Si les Africains veulent réellement sortir de leur sous-développement, la crise économique actuelle est certainement une occasion d’en poser les jalons. L’Afrique ne saurait en effet continuer indéfiniment sa fuite en avant par rapport aux grandes questions sociétales qui se posent désormais à elle. Entre une société traditionnelle de l`économie informelle et une société moderne de l`économie formelle, il n’y a plus de place à l’hésitation dans le contexte mondial actuel. Un choix doit être fait quant à l’avenir. Quel qu’il en soit, il ne règlera certes pas tous les problèmes économiques, tant qu’ils ne privilégieront pas la production des biens à celle de l’offre des services et à l’exploitation des ressources naturelles qui sont épuisables.
Dans la plupart des pays du continent, beaucoup de secteurs économiques souffrent d’une absence cruelle de législation et d’organisation qui entraînent des manques à gagner considérables pour les Etats. Ce n’est un secret pour personne: les opérateurs économiques qui s’évertuent à être en règle sont malheureusement trop souvent ceux qui sont les plus pénalisés. Ce qui encourage l’informel et plombe la fiscalité. Sans compter que parfois, c’est la fiscalité même qui plombe l’entreprise privée et prive l’Etat de recettes. Beaucoup de textes et lois se révèlent être alors des ornements juridiques plutôt que des arsenaux juridiques. Dans ce registre, on peut citer la loi sur la libre circulation des personnes et des biens dans l’espace de la Communauté économique des Etats d’Afrique de l’ouest (Cédéao). Adoptée depuis plusieurs décennies, c’est curieusement quand les citoyens de la Cédéao ont leur titre de voyage en règle qu’ils sont malmenés aux frontières terrestres des pays membres, contrairement à ceux qui voyagent sans document et qui payent leur passage. Le Nigeria est champion en cela. Si bien qu’on dit souvent qu’il vaut mieux ne pas présenter de titre de voyage quand on passe sa frontière.
Un impôt sur les revenus
Dans plusieurs secteurs comme le foncier, l’immobilier, les transports, le tourisme, l’agriculture et autres services, des réformes structurelles bien pensées sont susceptibles d’apporter une certaine embellie aux économies nationales. Pourvu que les législateurs n’adoptent pas des lois pour la forme, tout juste bonnes pour les tiroirs des administrations et que les économies continuent à fonctionner de manière plus ou moins souterraine. Là où les pays africains pourraient aussi agir pour non seulement renflouer les caisses de leurs Etats, mais également lutter contre la corruption, c’est avec un impôt sur les revenus de leurs concitoyens. L’Afrique est certes pauvre, mais il y a une minorité de gens qui sont riches, parfois même plus riches que leurs Etats, sans que les activités qu’ils mènent ne justifient cependant leur fortune, pour la plupart. Ce serait déjà une source de recettes pour les Etats si on commençait déjà par leur faire payer un impôt. En y ajoutant la classe moyenne de plus en plus importante, il y a bel et bien de quoi boucher des trous dans des budgets.
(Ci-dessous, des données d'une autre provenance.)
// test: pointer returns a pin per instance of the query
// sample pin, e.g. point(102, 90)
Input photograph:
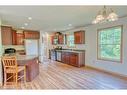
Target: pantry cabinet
point(6, 34)
point(79, 37)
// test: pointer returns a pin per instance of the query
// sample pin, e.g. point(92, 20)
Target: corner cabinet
point(6, 34)
point(79, 37)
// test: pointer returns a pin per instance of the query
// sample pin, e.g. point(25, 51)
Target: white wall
point(1, 77)
point(91, 48)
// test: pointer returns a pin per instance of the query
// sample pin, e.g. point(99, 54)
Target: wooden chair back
point(9, 62)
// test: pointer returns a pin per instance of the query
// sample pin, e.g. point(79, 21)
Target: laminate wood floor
point(56, 75)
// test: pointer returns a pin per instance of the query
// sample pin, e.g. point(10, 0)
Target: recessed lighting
point(69, 24)
point(22, 27)
point(30, 18)
point(25, 24)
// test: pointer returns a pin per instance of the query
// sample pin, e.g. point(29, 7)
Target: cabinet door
point(20, 39)
point(74, 59)
point(31, 34)
point(79, 37)
point(14, 37)
point(6, 33)
point(61, 39)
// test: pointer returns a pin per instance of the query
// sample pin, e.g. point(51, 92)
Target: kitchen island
point(32, 66)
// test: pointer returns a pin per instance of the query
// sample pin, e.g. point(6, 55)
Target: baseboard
point(108, 72)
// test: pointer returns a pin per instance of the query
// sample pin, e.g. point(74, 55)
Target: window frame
point(121, 45)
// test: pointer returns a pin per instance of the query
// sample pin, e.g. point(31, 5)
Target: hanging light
point(105, 15)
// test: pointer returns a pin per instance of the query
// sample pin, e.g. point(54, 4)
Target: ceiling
point(52, 18)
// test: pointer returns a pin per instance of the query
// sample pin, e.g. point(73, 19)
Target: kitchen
point(55, 53)
point(24, 44)
point(64, 53)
Comme on peut s’en rendre compte, nombre de pays africains économiquement malades peuvent bien encore procéder à leur automédication. Avec un peu de rigueur et de discipline, ils pourraient ainsi régler un grand nombre de leurs problèmes économiques. Malheureusement, ils ne connaissent pas la maxime qui dit: «mieux vaut prévenir que guérir». Ils attendent toujours d’être exsangues pour que la Banque mondiale et le Fonds monétaire international viennent à leur chevet avec ses potions magiques. Sans se soucier du fait que les effets indésirables des médicaments des institutions de Bretton Woods seront incalculables pour les générations futures.